As much as I believe what we do here at 7 Generation Games can benefit every student, I need to admit that the Crossroads: Games of Choices series being developed by The Julia Group is a special case. In an era where some schools shy away from anything remotely controversial, we just released two games that discuss decision-making in situations like dating violence, family members addicted to alcohol or drugs, driving under the influence, depression and teen drug and alcohol use. That’s not even all of the topics covered.

In Crossroads: Options we address decision-making when you are a bystander to dating violence

We are so sure that these topics won’t be touched with some schools with a ten-foot pole that we actually are not including our decision-making games on our website. Crossroads is under beta testing now and promoted on The Julia Group site.

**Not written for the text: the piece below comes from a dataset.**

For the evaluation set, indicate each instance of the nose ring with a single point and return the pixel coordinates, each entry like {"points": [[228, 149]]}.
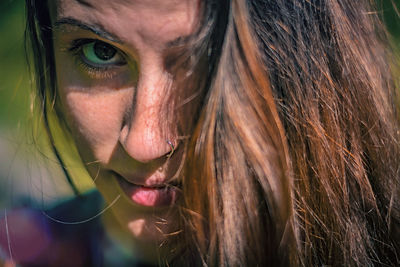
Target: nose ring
{"points": [[172, 149]]}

In case you didn’t know, much of the research behind 7 Generation Games was done by The Julia Group and licensed by our company.

There are already schools that won’t use our Spirit Lake game because it has buffalo hunting and shooting arrows at rabid wolves who attack you. There are schools that won’t allow their fifth- through eighth-grade students to play Fish Lake because it has spearing fish and is thus “violent”. Arguments about historical accuracy won’t convince them. (You can download a free iPad demo of Fish Lake here or watch the Spirit Lake or Fish Lake video. Seriously, we’re not talking blood and guts here.)

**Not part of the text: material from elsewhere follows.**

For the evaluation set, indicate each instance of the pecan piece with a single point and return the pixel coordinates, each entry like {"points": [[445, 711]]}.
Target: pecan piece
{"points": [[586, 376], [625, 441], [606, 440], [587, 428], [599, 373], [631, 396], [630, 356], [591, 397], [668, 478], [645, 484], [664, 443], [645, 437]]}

Why make a game to teach decision-making

Given that we knew covering sensitive topics would cut into our market, why did we do it? Because it needed to be done. Some schools say that topics like how to get home from a party where everyone is high or drunk should be discussed with parents. We agree with that. However, there are two problems. First of all, as a parent who has raised four people through adolescence and managed not to kill any of them, I can tell you that teenagers don’t always listen to their parents. Even when they do, sometimes they need to hear the information from multiple perspectives. Secondly, not every parent is going to have these discussions. Maybe the students are in foster care. Maybe their parents are incarcerated, mentally ill, addicted to methamphetamine.

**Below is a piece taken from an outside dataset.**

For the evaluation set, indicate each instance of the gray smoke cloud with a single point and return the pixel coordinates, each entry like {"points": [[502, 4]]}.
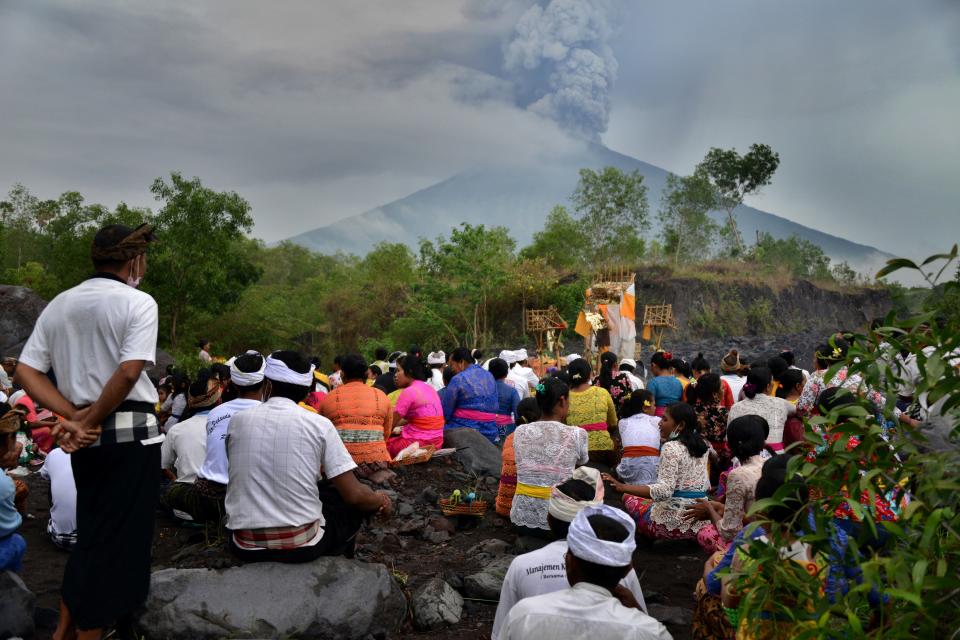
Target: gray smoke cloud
{"points": [[559, 58]]}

Stop right there before you accuse me of not valuing the parents in the school!

I once sat in on a meeting where an administrator yelled at us all,

“Just because people are poor doesn’t mean they’re trash!”

– Angry Bob

No one said they were. It’s also true that being poor or the parent of a child in school doesn’t make you a saint, either. There ARE people in the world who are in prison, have mental illness, are addicted to alcohol or drugs, etc. They DO have children. Do you honestly believe none of those children attend your school?

If you’re reading this, you’re probably not the person who doesn’t believe kids need to learn decision-making for high risk situations. Maybe you do believe it but you are in a school district that is so afraid of controversy that you have to watch everything you do and say.

We’re out to make educators’ lives easier, not harder

If you are interested in games on decision-making, please let us know. We’d be thrilled to add you to our beta testing group to measure effectiveness of these games. Or, you can just go to the App Store or Google Play and download the games for free while they are in beta mode.

On the other hand, we know that some schools link to all of our products. They don’t want to be fielding calls from irate community members demanding to know why their child is playing a game jumping over needles on the ground.

Our next game in the Crossroads series currently under development is focused on younger students aged 9-13. It covers topics like child sexual abuse and witnessing domestic violence. We try to do things on an age appropriate level. For example, one scene ends with an adult saying in a creepy voice, “I’ve been trying to get you alone all night,” and the child saying, “Ow, let go, you’re hurting me!” Again, it’s not graphic but we know it can be triggering for some children and we don’t want them stumbling across it.